Tuesday, April 2, 2013

Hold On

"Holding moments with the depth of care." V. Bunyan
My younger son gives the best hugs, they make me feel loved and needed.  When he locks eyes with me and reaches out, his little arms wrap me up and his chin rests perfectly in my shoulder. He turns his head to the side and settles in for the best squeeze of your life.  He is holding on tightly to the only moment that exists, the present. The moments that fill up my day are precious and challenging.  In the morning we all snuggle in bed together and I am awakened with sloppy wet kisses.  My older son cradles my face in his hands, peering into my eyes and says, "Good morning Mom, what are we doing today?"  The boys start giggling and playing, knees and elbows soon find their way into my neck and we are up.  As I drag myself from the warm bed, glancing at the clock's earliest morning hour, my day begins.  Breakfast, clean up, playtime, clean up, lunch, clean up, nap time, playtime, clean up, dinner, bath time and bedtime.  On my busiest and most stressful days, I try to look through the eyes of my boys.  I have to refocus my impatience, frustration and anger into another emotion quickly. I want to show my boys happiness, kindness, thoughtful, patient and caring ways to live and to act. Meltdowns, tantrums and whining happen and are inevitable, finding a way to listen and talk, explain while disciplining, to living truthfully by good example.  Showing and feeling love is the best gift of all.
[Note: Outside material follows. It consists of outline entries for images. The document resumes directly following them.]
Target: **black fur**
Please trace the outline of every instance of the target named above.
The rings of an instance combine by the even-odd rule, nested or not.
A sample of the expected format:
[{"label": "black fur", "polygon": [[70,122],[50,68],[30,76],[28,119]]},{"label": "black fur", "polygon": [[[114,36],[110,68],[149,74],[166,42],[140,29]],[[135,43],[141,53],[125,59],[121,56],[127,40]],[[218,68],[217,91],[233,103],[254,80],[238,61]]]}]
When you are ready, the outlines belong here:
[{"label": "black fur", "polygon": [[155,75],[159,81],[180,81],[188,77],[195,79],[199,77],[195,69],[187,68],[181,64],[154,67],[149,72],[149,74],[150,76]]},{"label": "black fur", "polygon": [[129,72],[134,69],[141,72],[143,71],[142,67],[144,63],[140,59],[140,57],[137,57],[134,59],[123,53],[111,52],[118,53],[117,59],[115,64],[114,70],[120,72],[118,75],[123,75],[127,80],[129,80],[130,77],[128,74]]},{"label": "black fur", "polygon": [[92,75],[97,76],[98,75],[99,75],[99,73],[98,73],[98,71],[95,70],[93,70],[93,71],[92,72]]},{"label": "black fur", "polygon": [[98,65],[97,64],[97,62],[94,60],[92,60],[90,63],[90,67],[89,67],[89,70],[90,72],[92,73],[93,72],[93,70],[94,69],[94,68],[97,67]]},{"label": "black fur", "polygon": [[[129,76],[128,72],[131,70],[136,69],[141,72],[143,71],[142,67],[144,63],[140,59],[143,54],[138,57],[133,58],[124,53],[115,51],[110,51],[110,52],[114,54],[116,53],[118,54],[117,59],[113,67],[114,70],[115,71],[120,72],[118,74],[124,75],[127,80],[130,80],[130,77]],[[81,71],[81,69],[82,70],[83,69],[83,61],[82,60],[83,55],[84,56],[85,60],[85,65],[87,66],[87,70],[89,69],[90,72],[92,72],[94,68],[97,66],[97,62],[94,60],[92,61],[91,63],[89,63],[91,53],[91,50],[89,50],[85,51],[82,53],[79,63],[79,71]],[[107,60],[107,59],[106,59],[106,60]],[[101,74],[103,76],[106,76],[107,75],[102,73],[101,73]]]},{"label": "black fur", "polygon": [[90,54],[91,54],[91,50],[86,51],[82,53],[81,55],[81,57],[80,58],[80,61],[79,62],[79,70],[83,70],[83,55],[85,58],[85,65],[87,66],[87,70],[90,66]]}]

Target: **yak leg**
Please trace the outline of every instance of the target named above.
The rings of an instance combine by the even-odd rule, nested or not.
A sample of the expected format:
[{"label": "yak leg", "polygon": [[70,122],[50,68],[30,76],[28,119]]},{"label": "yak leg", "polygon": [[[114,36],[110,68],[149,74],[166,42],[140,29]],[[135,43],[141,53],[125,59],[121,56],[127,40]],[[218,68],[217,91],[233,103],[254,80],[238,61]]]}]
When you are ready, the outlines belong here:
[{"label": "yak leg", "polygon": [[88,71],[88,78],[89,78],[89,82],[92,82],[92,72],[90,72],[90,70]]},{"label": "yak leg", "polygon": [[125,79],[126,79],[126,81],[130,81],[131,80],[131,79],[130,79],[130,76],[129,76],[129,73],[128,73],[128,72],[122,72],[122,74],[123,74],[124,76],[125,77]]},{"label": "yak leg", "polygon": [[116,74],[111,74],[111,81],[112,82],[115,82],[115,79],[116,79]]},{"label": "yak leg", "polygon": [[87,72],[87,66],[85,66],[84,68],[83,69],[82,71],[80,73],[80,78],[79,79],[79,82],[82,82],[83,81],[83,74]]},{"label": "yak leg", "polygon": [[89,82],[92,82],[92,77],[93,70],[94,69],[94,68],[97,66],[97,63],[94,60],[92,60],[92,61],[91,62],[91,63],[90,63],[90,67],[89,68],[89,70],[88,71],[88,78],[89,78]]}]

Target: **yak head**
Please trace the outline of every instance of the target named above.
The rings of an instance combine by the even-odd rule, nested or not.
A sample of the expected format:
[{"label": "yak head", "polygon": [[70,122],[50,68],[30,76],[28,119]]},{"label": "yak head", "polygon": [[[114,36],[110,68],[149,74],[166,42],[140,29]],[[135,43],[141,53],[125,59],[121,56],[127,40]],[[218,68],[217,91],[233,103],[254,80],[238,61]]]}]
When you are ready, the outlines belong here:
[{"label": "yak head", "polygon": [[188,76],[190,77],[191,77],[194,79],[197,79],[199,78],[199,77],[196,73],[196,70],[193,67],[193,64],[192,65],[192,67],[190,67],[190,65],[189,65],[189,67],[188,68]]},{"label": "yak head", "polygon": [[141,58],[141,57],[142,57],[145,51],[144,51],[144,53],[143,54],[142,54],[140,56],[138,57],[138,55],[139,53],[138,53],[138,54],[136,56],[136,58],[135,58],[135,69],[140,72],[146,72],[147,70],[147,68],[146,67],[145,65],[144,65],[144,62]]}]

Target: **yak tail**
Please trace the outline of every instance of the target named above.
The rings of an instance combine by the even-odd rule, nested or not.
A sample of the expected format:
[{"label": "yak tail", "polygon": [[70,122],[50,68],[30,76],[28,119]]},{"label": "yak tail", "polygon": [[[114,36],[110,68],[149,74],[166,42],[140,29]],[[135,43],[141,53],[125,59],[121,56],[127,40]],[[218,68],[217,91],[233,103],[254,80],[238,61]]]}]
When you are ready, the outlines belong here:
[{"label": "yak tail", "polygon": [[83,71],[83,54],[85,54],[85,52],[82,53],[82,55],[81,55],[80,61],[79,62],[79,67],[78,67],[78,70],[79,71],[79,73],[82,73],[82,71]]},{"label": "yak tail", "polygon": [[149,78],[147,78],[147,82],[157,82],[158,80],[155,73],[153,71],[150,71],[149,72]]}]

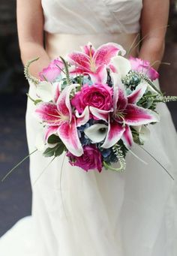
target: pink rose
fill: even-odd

Balancing work, child care and school schedules,  errands, meals, and endless laundry fills up all of my extra time. But the in between moments are the most important, first words, story time, coloring, spelling, baking, walks and surprise visitors. Take time to notice your surroundings, feel the wind on your face, enjoy a warm cup of hot chocolate as you watch the trains and cars pass by.  When I look back on my life, I want to remember playing peek-a-boo, hide and seek, singing songs, dancing, building and stacking blocks, riding bikes and family dinners.  Daily life can be a struggle, but slowing it down, living and really attending to each moment, make it linger and the memories will imprint on your soul.

Nobody said it was easy, no one ever said it would be so hard.  My husband and I had a rare uninterrupted conversation together last night and an even rarer moment of alone time.  As our discussion progressed he said, "I'm just counting on things changing."  I snuggled in next to him feeling warmth through his shirt, holding on tight, bracing myself for the ride.